Features sets can be selected and configured via a simple list in a YAML configuration file, with several feature sets supporting custom parameters. The list format allows the same feature set to be included multiple times using different parameters, with each parameterized feature set receiving a distinct name in the resulting feature vector.

Features sets are calculated in parallel and cached in an SQLite database to avoid the overhead of redundant calculations when feature sets are re-used.

Links

GitLab

Other Repositories

Projects Using ChemFeat

  • MolPred - A Hydronaut-based framework for building machine- and deep-learning models to predict properties of molecules.

Installation

The package can be installed from the Python Package Index with any compatible Python package manager, e.g.

pip install chemfeat

To install from source, clone the Git repository and install the package directly:

git clone https://gitlab.inria.fr/jrye/chemfeat.git
pip install ./chemfeat

Usage

Command-Line

The package provides the chemfeat command-line tool to generated CSV files of feature vectors from lists of InChI strings.

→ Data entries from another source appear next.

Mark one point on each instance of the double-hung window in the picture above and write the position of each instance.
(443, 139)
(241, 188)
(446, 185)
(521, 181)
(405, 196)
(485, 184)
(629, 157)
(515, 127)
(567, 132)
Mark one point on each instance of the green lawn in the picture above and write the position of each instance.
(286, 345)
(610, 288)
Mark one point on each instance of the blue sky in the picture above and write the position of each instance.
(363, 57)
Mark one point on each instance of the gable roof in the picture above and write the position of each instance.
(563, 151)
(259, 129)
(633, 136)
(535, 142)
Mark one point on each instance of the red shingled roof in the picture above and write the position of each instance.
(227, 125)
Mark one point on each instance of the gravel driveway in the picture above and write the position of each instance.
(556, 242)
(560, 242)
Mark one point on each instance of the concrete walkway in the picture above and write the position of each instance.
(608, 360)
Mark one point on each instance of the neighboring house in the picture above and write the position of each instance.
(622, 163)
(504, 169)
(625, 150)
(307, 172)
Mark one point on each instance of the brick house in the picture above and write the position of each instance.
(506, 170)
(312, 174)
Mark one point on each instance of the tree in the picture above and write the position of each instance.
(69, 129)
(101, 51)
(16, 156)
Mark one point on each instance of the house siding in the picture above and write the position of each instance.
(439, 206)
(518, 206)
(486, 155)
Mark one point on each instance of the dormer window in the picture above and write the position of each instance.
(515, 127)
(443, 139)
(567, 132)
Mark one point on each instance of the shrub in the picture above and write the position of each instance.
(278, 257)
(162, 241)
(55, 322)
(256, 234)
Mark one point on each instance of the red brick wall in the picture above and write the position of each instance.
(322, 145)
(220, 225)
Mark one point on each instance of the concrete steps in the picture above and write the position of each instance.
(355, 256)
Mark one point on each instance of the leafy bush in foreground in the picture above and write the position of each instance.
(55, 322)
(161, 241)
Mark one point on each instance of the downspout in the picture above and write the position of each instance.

It can also be used to generate a template feature-set configuration file and a markdown document describing all of the feature sets. The command's various help messages can be found here.

Usage Example

Given a feature set configuration file ("feature_sets.yaml") and a CSV file with a column of InChI strings ("inchis.csv"), a CSV file out features ("features.csv") can be generated with the following command:

chemfeat calc feature_sets.yaml inchis.csv features.csv

The following sections contain example contents for the input files and the output file that they produce.

feature_sets.yaml

Example feature set configuration file. Note that the feature sets are specified as a list, which allows the same feature set to be use multiple times with different parameters. For the full list of features, see the feature descriptions and the configuration file template.

# QED feature calculator.
- name: qed

# RDK descriptor feature calculator.
- name: rdkdesc

inchis.csv

Example CSV input file with a column containing InChI values. The name of the InChI column is configurable and defaults to "InChI".

InChI,name
"InChI=1S/C8H9NO2/c1-6(10)9-7-2-4-8(11)5-3-7/h2-5,11H,1H3,(H,9,10)","paracetamol"
"InChI=1S/C13H18O2/c1-9(2)8-11-4-6-12(7-5-11)10(3)13(14)15/h4-7,9-10H,8H2,1-3H3,(H,14,15)","ibuprofen"

featurs.csv

The CSV feature file that results from the example input files above.

InChI,qed__ALERTS,qed__ALOGP,qed__AROM,qed__HBA,qed__HBD,qed__MW,qed__PSA,qed__ROTB,rdkdesc__FpDensityMorgan1,rdkdesc__FpDensityMorgan2,rdkdesc__FpDensityMorgan3,rdkdesc__MaxAbsPartialCharge,rdkdesc__MaxPartialCharge,rdkdesc__MinAbsPartialCharge,rdkdesc__MinPartialCharge,rdkdesc__NumRadicalElectrons,rdkdesc__NumValenceElectrons
"InChI=1S/C8H9NO2/c1-6(10)9-7-2-4-8(11)5-3-7/h2-5,11H,1H3,(H,9,10)",2,2.0000999999999998,1,2,2,151.16500000000002,52.82000000000001,1,1.2727272727272727,1.8181818181818181,2.272727272727273,0.5079642937129114,0.18214293782620056,0.18214293782620056,-0.5079642937129114,0,58
"InChI=1S/C13H18O2/c1-9(2)8-11-4-6-12(7-5-11)10(3)13(14)15/h4-7,9-10H,8H2,1-3H3,(H,14,15)",0,3.073200000000001,1,2,1,206.28499999999997,37.3,4,1.2,1.7333333333333334,2.1333333333333333,0.4807885019257389,0.3101853515323108,0.3101853515323108,-0.4807885019257389,0,82

Python API

from chemfeat.database import FeatureDatabase
from chemfeat.features.manager import FeatureManager

# Here we assume that the following variables have already been defined:
# 
# feat_specs:
#   A list of feature specifications as returned by loading a YAML feature-set
#   configuration file.
#
# inchis:
#   An iterable of InChI strings representing the molecules for which the
#   features should be calculated.


# Create the database object.
feat_db = FeatureDatabase('features.sqlite')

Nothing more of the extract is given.